How Circadian Rhythms and Sleep Patterns Affect Learning and Performance
Circadian rhythms, or each person’s internal “body clock” that clicks through the day setting off urges to sleep, eat, and complete other daily actions, have a larger affect on our lives than one might realize. Every body has a definitive time of day in which it is most alert, least alert, most active and most tired, and screwing with this natural cycle can be disastrous. Shift work forces most people to work outside their natural, circadian determined working hours, like working nights or evenings, so that not only do workers find it more difficult to concentrate on their job while they are doing it, they also have more trouble relaxing and falling asleep during their off-hours. Your circadian biological clock can be “reset” over time using light therapy and gradually shifting sleep times to the desired pattern, but many shift workers try to sleep normal hours during their days off and opposite hours when they work night shifts, further disrupting their body clock. Several methods can help night workers and extended hours workers determine the workings of their own circadian rhythms and biological clock, and to better adapt themselves to shift work schedules.
Circadian Rhythms
Daily variations in behavior and the body functions, occurring on a roughly 24-hour cycle is known as the circadian rhythms. Circadian rhythms influence physiological functioning in human beings. Examples include rhythms in the core body temperature, blood sugar, sleep-wake cycle, heart rate and hormonal circulation. Circadian rhythms can impact the ability of tissues to absorb drugs and can lead to variations of symptoms impacting disease severity. The evidence from the studies cited above indicates that reduced regulation of attention is impacted by circadian cycles.

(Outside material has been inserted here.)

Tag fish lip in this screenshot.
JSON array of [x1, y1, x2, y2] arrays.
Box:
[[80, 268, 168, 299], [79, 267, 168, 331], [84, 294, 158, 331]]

We are all familiar with the saying “early to bed, early to rise, makes a man healthy,wealthy, and wise”. From this we would conclude that it is best for all of us to be morning people. But, is this really true?
Chronotypes
People can be divided into different chronotypes: Morning people, intermediate people and evening people, according to the shape of their circadian rhythms. The chronotype of a person can be determined using a simple test developed by Horne and Ostberg (1976, 1977) called the Morningness-Eveningness Questionnaire (MEQ). The test includes such questions as “If you went to bed at 11 pm, at what level of tiredness would you be?” The test puts people into five categories, ranging from “definitely morning” to “definitely evening”. The questionnaire has been proven to have good reliability in terms of correlation to other attributes such as variation in body temperature, sleep-wake cycles and periods of perceived alertness (Tankova, Adan & Buela-Casal, 1994). Find out what chronotype you are by taking the Morningness-Eveningness quiz at the end of this paper.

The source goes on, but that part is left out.